La Visitation

A Querrien le Père Guillevic nous a parlé de certains aspects de la Visitation de Marie à sa cousine Élisabeth qui nous font rentrer dans la démarche même de La Troménie de Marie.

Évangile de la Visitation

En ces jours-là, Marie se mit en route et se rendit avec empressement vers la région montagneuse, dans une ville de Judée.

Elle entra dans la maison de Zacharie et salua Élisabeth.

Or, quand Élisabeth entendit la salutation de Marie, l’enfant tressaillit en elle. Alors, Élisabeth fut remplie d’Esprit Saint,
et s’écria d’une voix forte : « Tu es bénie entre toutes les femmes, et le fruit de tes entrailles est béni.

D’où m’est-il donné que la mère de mon Seigneur vienne jusqu’à moi ?

Car, lorsque tes paroles de salutation sont parvenues à mes oreilles, l’enfant a tressailli d’allégresse en moi.

Heureuse celle qui a cru à l’accomplissement des paroles qui lui furent dites de la part du Seigneur. »

Marie dit alors : « Mon âme exalte le Seigneur,
exulte mon esprit en Dieu, mon Sauveur !

 Il s’est penché sur son humble servante ; désormais tous les âges me diront bienheureuse.

Le Puissant fit pour moi des merveilles ; Saint est son nom !

Sa miséricorde s’étend d’âge en âge sur ceux qui le craignent.

Déployant la force de son bras, il disperse les superbes.

Il renverse les puissants de leurs trônes, il élève les humbles.

Il comble de biens les affamés, renvoie les riches les mains vides.

 Il relève Israël son serviteur, il se souvient de son amour,
de la promesse faite à nos pères, en faveur d’Abraham et sa descendance à jamais. »

Marie s’est mise en route pour chanter les louanges du Seigneur.                                     

Apprenant qu’elle serait mère, qu’Élisabeth, contre toute attente serait mère, elle va chanter la gloire de Dieu. Deux mères pour deux naissances hors normes.

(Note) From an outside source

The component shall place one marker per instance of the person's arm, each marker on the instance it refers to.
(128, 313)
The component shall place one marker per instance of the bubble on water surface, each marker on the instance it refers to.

Élisabeth loue Marie et Marie loue le Seigneur. Élisabeth rend grâce au Seigneur en rendant grâce pour Marie. C’est notre démarche, notre marche : suivre, prier Marie, la chanter car en elle et par elle le Seigneur a fait et fait des merveilles. Par elle, notre prière va jusqu’au Seigneur.

La marche

La marche : cela ne veut pas seulement dire « mettre un pied devant l’autre. » « Ça marche » veut dire : ça va bien, ça fonctionne, c’est bon, pas de problèmes. A côté de la marche physique, il y a une marche spirituelle et cela nous intéresse car peut-on marcher sans que quelque chose ait changé ? Marcher, c’est toujours quitter un lieu pour un autre, pour aller ailleurs sans savoir ce qui peut se passer pendant la marche et sans savoir ce qui se passera au terme car on peut toujours avoir des surprises. Marcher est naturel car c’est un raccourci de la vie, on va d’un point à un autre. Décider de faire une marche n’est jamais neutre, il y a toujours une raison, peut-être insoupçonnée.

On parle de la marche de l’histoire qui est liée au temps et à la succession et l’accumulation des évènements.

Et dans cette histoire de l’humanité en marche, il y a la marche du peuple hébreux, du peuple de Dieu, du peuple choisi. Pour connaître la joie d’être à nouveau chez eux, en terre de Canaan, ils ont vécu tant d’épreuves. Ils ont marché, longtemps, péniblement avec l’accueil de la loi du Seigneur au Sinaï, la manne pour les nourrir, la nuée qui les guidait, mais avec tant de souffrances, de cris vers le Seigneur, d’abandons jusqu’à construire un veau d’or. Cette marche a été si rude après tant d’années d’esclavage. Une marche à travers un désert. Était-ce seulement un désert géographique ? La traversée du désert pour connaître enfin le but : le pays des ancêtres que le Seigneur avait donné à Abraham, Isaac et Jacob.

Dans le nouveau testament, il est question de la marche de Marie et Joseph vers Bethléem, de la fuite en Égypte, du retour d’Égypte, de la montée à Nazareth, du pèlerinage à Jérusalem, du retour à Nazareth.

Et, des années plus tard, Jésus marchera sur les routes de Palestine :

« Comme il marchait le long de la mer de Galilée, il vit deux frères. »

« Un jour de sabbat, Jésus marchait à travers les champs de blé. »

« Les disciples étaient en route pour monter à Jérusalem ; Jésus marchait devant eux. »

« Or, tandis qu’ils s’entretenaient et s’interrogeaient, Jésus lui-même s’approcha, et il marchait avec eux. »

 « Jésus parcourait toute la Galilée ; il enseignait dans leurs synagogues, proclamait l’Évangile du Royaume, guérissait toute maladie et toute infirmité dans le peuple. »

« Jésus parcourait toutes les villes et tous les villages, enseignant dans leurs synagogues, proclamant l’Évangile du Royaume et guérissant toute maladie et toute infirmité. »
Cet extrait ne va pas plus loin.